Mir 2, le sous-marin russe, est descendu, hier après-midi, à près de 4 302 m, sous la banquise, «là où il n'y a que des graviers jaunâtres et aucune créature». Deux petits sous-marins sont descendus à la verticale du pôle Nord. Au-delà de l'aspect scientifique, la Russie cherche à revendiquer des territoires.
Un exploit qui aurait pu faire pâlir d'envie les héros de Jules Verne. Après neuf heures passées sous la banquise, les deux petits sous-marins russes ont refait surface hier après-midi. À bord de Mir 1, le député et explorateur russe Artour Tchilingarov s'est posé à moins 4 261 m. « Il y a des graviers jaunâtres. On ne voit aucune créature des profondeurs », a-t-il déclaré. Avant de dresser dans les profondeurs de l'océan Arctique, grâce au bras articulé de son bathyscaphe, un drapeau en titane d'un mètre de hauteur aux couleurs de la Russie. Il a également laissé une capsule contenant un message pour les générations futures.

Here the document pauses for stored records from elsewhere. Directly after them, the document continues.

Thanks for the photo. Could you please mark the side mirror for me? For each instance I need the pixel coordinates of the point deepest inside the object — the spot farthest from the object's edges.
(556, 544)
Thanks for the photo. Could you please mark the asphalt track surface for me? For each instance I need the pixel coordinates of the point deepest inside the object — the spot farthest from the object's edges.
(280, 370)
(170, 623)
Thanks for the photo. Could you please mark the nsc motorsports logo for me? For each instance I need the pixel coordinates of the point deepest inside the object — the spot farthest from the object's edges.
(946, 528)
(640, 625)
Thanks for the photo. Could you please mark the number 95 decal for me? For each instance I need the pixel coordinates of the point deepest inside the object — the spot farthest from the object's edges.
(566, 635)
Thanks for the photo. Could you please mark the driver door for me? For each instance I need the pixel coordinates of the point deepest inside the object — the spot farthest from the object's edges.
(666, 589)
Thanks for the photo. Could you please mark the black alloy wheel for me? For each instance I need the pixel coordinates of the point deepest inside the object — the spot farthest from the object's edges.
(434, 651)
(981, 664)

L'ethnologue français et le ministre canadien Mir 2, le second sous-marin, est descendu à moins 4 302 m. Il est remonté une heure après Mir 1, ayant passé 40 minutes sous la banquise à chercher un trou pour retrouver l'air libre. « C'est une opération scientifique extrêmement sérieuse, explique Sergueï Prianikov, de l'Institut arctique de Saint-Pétersbourg. Pour l'instant, personne au monde n'en a conduit de cette sorte. Il s'agit d'observer les changements de température, de salinité, la vitesse des courants... » Derrière cet aspect scientifique se cachent d'autres intentions. Moscou affirme que 1,2 million de km2 de l'océan Arctique lui appartiennent. Avec le réchauffement climatique, une grande partie des glaces de la région sont en train de fondre. Ce qui faciliterait l'accès vers d'importantes réserves d'hydrocarbures et pourrait, à terme, ouvrir de nouvelles routes maritimes. « Ce sont des régions très riches », confirme Jean Malaurie. L'ethnologue français - fondateur de la collection Terre Humaine et directeur de recherches au CNRS - est président d'honneur de l'Académie polaire de Saint-Pétersbourg. « L'Arctique est appelé à jouer un rôle géopolitique considérable pour notre génération et les générations à venir [...]. Nous entrons dans une nouvelle ère, que j'appellerais post-glaciaire. Du point de vue des transports, par exemple, on peut pronostiquer un renversement des voies du shipping. D'ici à 20 ou 30 ans, certains passages qui ont hanté les explorateurs, comme le détroit de Lancaster, passage du nord-ouest canadien, pourront être fréquentés par des navires, avec une fréquence qui sera peut-être celle du canal de Suez ! » Le célèbre explorateur insiste : « Bien entendu, il y a des intérêts financiers, militaires, mais il y en a un beaucoup plus important, c'est la survie de la Terre. Le climat change, la pollution est une réalité dans l'océan glacial. Cette exploration d'Artour Tchilingarov et de nos camarades russes doit être placée sous le signe de l'homme. » Voeu pieux ? Peter MacKay, le ministre canadien des Affaires étrangères, ironise, lui, sur cette expédition qu'il qualifie de « spectacle ». « Mais nous ne sommes pas au XVe siècle », rappelle-t-il aux Russes. « Vous ne pouvez pas parcourir le monde, planter des drapeaux et dire : 'Nous revendiquons ce territoire.' »... Virginie PIRONON.